I want the real grass under my feet. I want the excitement of real conversation. And I will have it.
It's fun to quote poetry and songs but this is not where it's at; I know that. Too many years have rolled under my feet in that fashion. Too many wasted and evil years. I say evil and that may be an exaggeration. But what else would we call the span of time since 1975 when the pattern of hurt, confusion, and anger continued? When I insisted on asking for paper roses?
It was a choice, you see.
Today I'll buy a new blouse, one with flowers on it like the fashion magazines suggest. Today I'll dress and go to the shops. It will be bright, orange perhaps or yellow, and electric blue.
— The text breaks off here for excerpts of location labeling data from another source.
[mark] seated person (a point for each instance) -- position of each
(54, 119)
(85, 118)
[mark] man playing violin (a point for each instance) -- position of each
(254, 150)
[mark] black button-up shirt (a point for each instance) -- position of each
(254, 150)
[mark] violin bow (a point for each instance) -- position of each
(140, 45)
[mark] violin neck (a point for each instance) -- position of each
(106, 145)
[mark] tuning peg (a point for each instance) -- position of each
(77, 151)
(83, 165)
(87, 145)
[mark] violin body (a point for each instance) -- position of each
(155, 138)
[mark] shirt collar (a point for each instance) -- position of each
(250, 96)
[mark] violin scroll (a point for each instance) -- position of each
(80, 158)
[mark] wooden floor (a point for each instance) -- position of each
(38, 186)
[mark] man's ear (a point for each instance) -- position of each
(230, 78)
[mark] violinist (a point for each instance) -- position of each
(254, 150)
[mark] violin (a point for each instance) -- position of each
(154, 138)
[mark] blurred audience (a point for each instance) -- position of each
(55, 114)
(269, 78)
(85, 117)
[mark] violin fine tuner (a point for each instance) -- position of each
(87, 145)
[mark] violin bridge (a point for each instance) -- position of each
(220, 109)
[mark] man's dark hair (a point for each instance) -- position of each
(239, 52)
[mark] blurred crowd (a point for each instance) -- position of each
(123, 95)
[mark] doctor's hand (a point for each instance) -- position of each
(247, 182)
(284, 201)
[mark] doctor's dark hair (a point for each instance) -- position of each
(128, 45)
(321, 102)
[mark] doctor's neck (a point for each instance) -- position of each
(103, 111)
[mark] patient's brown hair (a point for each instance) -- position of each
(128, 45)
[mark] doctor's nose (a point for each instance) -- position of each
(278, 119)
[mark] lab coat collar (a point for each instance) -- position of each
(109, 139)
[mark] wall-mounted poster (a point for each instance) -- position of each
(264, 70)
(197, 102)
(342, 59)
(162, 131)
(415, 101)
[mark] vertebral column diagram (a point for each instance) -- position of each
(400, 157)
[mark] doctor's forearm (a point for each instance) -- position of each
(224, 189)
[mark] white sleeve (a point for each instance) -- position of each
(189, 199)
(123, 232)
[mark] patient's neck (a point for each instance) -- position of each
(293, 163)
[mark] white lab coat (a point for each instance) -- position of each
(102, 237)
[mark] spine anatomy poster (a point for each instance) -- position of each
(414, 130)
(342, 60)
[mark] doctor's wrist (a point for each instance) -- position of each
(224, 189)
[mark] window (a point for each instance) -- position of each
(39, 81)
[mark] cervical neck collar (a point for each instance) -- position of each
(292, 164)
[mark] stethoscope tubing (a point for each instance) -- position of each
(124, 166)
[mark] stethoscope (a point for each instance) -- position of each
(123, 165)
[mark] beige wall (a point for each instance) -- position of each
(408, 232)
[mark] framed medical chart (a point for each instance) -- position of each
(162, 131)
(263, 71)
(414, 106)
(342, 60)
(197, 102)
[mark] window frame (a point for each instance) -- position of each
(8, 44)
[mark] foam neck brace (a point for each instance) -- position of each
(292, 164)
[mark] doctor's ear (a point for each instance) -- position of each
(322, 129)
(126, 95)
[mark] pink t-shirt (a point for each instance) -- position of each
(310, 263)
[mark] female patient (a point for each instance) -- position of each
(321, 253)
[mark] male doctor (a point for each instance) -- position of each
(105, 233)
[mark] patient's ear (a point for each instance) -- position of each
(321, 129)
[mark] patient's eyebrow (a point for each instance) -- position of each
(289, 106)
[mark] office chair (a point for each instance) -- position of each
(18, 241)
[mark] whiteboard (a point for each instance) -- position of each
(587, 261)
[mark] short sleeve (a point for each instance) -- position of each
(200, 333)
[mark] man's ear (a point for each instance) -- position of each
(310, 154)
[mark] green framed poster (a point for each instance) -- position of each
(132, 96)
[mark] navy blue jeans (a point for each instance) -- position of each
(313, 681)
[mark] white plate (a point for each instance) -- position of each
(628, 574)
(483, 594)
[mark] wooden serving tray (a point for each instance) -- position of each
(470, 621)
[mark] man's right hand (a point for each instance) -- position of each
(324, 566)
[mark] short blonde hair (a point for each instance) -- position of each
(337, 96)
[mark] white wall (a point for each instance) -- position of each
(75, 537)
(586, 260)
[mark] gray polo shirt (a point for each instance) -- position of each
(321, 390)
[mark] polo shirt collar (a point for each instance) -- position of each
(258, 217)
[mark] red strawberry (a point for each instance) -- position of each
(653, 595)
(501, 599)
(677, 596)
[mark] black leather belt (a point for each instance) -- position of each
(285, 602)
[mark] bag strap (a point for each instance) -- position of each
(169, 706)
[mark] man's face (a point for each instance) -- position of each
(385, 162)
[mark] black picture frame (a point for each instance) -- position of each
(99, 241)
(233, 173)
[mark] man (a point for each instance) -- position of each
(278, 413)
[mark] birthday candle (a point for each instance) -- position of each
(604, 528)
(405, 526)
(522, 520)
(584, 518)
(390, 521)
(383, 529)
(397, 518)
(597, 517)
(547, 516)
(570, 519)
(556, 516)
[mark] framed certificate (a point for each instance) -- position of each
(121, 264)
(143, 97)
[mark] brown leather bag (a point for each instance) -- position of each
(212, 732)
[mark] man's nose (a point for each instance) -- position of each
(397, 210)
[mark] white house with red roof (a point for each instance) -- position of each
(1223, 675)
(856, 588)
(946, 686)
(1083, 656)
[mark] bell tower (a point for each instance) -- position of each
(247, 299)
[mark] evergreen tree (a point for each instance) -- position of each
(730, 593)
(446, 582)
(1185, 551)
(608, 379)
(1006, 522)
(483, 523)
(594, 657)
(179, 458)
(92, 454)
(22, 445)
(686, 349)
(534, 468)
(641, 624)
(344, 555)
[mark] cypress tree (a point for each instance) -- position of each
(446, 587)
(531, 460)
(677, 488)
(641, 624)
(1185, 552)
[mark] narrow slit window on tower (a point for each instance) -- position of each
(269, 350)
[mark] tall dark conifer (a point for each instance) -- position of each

Today I'll finally take out an exercise DVD and limber up my aches and pains. I never had aches and pains before. I kept fit. And for at least two months I haven't lifted weights. I haven't stretched. This is the contemplation phase which I've been through before. My fast from overnight feels good as there's hunger and that's familiar from when I was a younger woman and slimmer.
Today I'll meet a friend and visit. I'll strike out in a new direction somehow, somewhere, some way. There'll be a new direction to my life today. I won't wait for Monday or Tuesday.
|The bird is on the wing.|
Hello, Ohio. Hello, Michigan. Hello, tall handsome grey haired dudes out there.
Time and fortune wait for no woman. The ancient Roman statues of their Caesars and orators gazed out over the heads of the citizenry, blank eyes staring into a limitless and empty sky. I'm an elder but was a foolish woman. Today is already slipping away although it's early in the morning, and tomorrow is a mirage.
Did you see The Sting? One must be alert.